R (O’Connor) v Police Misconduct Panel and the Commissioner of Police of the Metropolis [2025] EWCA Civ 27
The absence of sufficient analysis and reasoning by a misconduct panel on the issues of seriousness, culpability and harm raised by the officer’s misconduct was an error of law. As a result, a decision of the panel to impose a final written warning was quashed and remitted to the panel for reconsideration.
R (Commissioner of Police of the Metropolis) v Police Misconduct Panel [2025] EWHC 93 (Admin)
The court held that it was wrong for the panel to allow personal mitigation to justify a lesser sanction and, the panel was wrong to find that the conduct took place at a time when sexism may have gone unchallenged as a mitigating factor.
R (Lino Di Maria) v The Commissioner of Police of the Metropolis and others [2025] EWHC 275 (Admin)
The claimant’s vetting clearance was removed following – amongst others – allegations of unproven sexual misconduct. Because of the claimant not having vetting he was dismissed.

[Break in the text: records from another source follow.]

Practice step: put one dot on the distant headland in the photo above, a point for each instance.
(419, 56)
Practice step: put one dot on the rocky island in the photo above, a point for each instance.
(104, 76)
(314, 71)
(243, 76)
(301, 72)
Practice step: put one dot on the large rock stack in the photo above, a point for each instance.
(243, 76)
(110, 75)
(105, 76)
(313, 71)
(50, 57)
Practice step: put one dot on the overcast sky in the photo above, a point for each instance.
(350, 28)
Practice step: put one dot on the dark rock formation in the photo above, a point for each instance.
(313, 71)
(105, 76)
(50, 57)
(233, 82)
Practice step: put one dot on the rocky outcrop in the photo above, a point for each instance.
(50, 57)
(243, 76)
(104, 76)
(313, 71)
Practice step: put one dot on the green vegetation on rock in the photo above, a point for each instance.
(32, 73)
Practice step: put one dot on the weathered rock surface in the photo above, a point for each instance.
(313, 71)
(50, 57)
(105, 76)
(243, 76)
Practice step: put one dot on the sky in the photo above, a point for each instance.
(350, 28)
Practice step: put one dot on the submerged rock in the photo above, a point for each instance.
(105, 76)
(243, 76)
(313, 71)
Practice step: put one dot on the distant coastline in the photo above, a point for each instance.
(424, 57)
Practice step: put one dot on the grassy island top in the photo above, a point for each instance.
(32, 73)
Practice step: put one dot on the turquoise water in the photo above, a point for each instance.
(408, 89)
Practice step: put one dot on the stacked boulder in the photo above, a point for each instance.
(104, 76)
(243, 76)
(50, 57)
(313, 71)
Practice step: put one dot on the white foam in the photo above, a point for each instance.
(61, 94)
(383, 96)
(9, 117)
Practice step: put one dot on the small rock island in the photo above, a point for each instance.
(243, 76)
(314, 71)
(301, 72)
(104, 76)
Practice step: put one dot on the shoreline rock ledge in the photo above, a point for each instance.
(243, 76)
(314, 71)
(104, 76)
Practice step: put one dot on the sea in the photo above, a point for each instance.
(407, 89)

The court held that withdrawal of a police officer’s vetting was not a lawful basis for dismissal.
R (Chief Constable of Cambridgeshire) v Police Misconduct Panel [2024] EWHC 3420 (Admin)

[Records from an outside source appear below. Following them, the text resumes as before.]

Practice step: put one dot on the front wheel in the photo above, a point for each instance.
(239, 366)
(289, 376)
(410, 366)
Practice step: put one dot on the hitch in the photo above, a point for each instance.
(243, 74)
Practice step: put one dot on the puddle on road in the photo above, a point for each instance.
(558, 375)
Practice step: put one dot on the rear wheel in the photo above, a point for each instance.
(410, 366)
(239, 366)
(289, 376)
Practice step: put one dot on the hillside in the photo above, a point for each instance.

A police misconduct panel’s decision – dismissing three charges of gross misconduct against PC Suckling – was irrational. The panel found that PC Sucking had the relevant forensic evidence training but then failed to make any findings in relation to six matters regarding the application of that training. The court held this amounted to an “unexplained evidential gap or leap of reasoning” and the panel’s decision was quashed.
R (Director General of the IOPC) v Police Misconduct Panel [2024] EWHC 2796 (Admin)
A police misconduct panel failed to give adequate reasons for its decision to impose a two-year warning on a police officer following a misconduct hearing. The court held that this made the sanction decision unlawful but, in this instance, dismissal was not the only rational outcome. As a result, the court declined to substitute its own decision for the panel’s.
R (Commissioner of the Metropolitan Police Service) v Police Appeals Tribunal [2024] EWHC 2348 (Admin)
The Police Appeals Tribunal were wrong to determine that a police misconduct panel’s finding of gross misconduct and subsequent dismissal was unreasonable. The court held that, the panel’s findings that the officer had deliberately misled it on important issues was something that could reasonably lead to a finding of gross misconduct.
R (Chief Constable of Thames Valley Police) v Legally Qualified Chair [2024] EWHC 1454 (Admin)
The High Court quashed a police misconduct panel’s decision not to consider disciplinary proceedings against an officer who had failed to correct information in his vetting application. The officer’s failure to disclose amounted to a breach of an ongoing duty to disclose. This was capable of amounting to misconduct.